WASHINGTON – Democrats are intensifying their attacks on President Donald Trump and his Republican allies over health care, hoping that an issue that helped lift the party during the 2018 midterms will prove even more resonant as the White House seeks to repeal the Affordable Care Act during a public health crisis.
Joe Biden, the presumptive Democratic presidential nominee, told an audience in the swing state of Pennsylvania this week that efforts to undermine the Obama-era health care law were “cruel” and “callous.” House Speaker Nancy Pelosi called Trump “beyond stupid” for trying to roll back the law and introduced legislation that would expand the scope of the overhaul, essentially daring Republicans to vote against it.

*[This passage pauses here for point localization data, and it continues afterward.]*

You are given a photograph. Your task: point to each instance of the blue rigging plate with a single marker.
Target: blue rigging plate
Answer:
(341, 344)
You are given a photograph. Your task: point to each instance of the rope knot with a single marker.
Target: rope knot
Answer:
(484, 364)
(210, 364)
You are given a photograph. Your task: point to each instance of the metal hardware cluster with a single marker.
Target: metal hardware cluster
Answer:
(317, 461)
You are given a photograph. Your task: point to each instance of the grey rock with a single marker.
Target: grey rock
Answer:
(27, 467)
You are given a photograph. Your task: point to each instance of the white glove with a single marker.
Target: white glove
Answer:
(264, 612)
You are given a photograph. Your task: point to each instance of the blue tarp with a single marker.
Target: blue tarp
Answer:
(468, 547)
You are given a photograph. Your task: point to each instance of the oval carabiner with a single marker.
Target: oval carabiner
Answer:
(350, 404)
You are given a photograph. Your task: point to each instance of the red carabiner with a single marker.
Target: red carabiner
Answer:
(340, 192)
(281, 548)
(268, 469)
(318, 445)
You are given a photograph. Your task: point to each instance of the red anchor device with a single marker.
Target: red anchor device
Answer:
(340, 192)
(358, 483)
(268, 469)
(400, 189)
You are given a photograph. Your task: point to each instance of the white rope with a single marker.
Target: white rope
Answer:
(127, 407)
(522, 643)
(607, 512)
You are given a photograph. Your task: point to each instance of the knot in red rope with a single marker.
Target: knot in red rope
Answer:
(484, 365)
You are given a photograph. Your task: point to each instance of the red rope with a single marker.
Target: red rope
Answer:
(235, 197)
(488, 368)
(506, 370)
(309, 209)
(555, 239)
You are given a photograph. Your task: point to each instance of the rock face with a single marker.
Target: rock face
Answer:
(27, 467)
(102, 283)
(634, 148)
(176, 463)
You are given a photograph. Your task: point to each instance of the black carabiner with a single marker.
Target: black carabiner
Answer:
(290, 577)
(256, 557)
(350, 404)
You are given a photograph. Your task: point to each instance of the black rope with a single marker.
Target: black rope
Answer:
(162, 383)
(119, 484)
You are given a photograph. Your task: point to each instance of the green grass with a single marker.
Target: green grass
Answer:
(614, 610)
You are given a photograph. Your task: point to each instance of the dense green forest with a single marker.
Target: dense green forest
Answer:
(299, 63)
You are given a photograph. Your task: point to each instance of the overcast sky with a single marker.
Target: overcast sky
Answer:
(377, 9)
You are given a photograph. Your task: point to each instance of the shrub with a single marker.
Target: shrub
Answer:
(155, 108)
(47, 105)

The health care law has been a flashpoint in American politics since its enactment a decade ago. Once a cudgel Republicans used against Democrats, the tables have turned as the law — and its protection for preexisting conditions — has become more popular. Democrats believe that their advantage on the issue will only grow as the Trump administration renews its push to nullify the law even as coronavirus infections surge.
“Trying to take away health care in the middle of a pandemic is like throwing out the sandbags during a hurricane,” said Jesse Ferguson, a longtime Democratic strategist. “The pandemic has made clear for people how important it is to them that their neighbors have health care. It’s no longer a nicety that others have health care; it’s now a necessity.”
Still, the Trump administration filed a brief Thursday urging the Supreme Court to strike down the health care law in its entirety, in support of a lawsuit brought by Texas and other conservative states against it. The brief came on a day that the U.S. saw a record number of new coronavirus cases, with 37,077 reported Thursday.
If the lawsuit is successful, some 20 million Americans could lose their health coverage, and protections for people with preexisting health conditions also would be put at risk.
Trump has long expressed a desire to protect those with preexisting conditions but has not said what he would do instead. Even some Republicans say the party should avoid relitigating the issue.
Doug Heye, a longtime Republican strategist, said the Democratic attack ads essentially write themselves.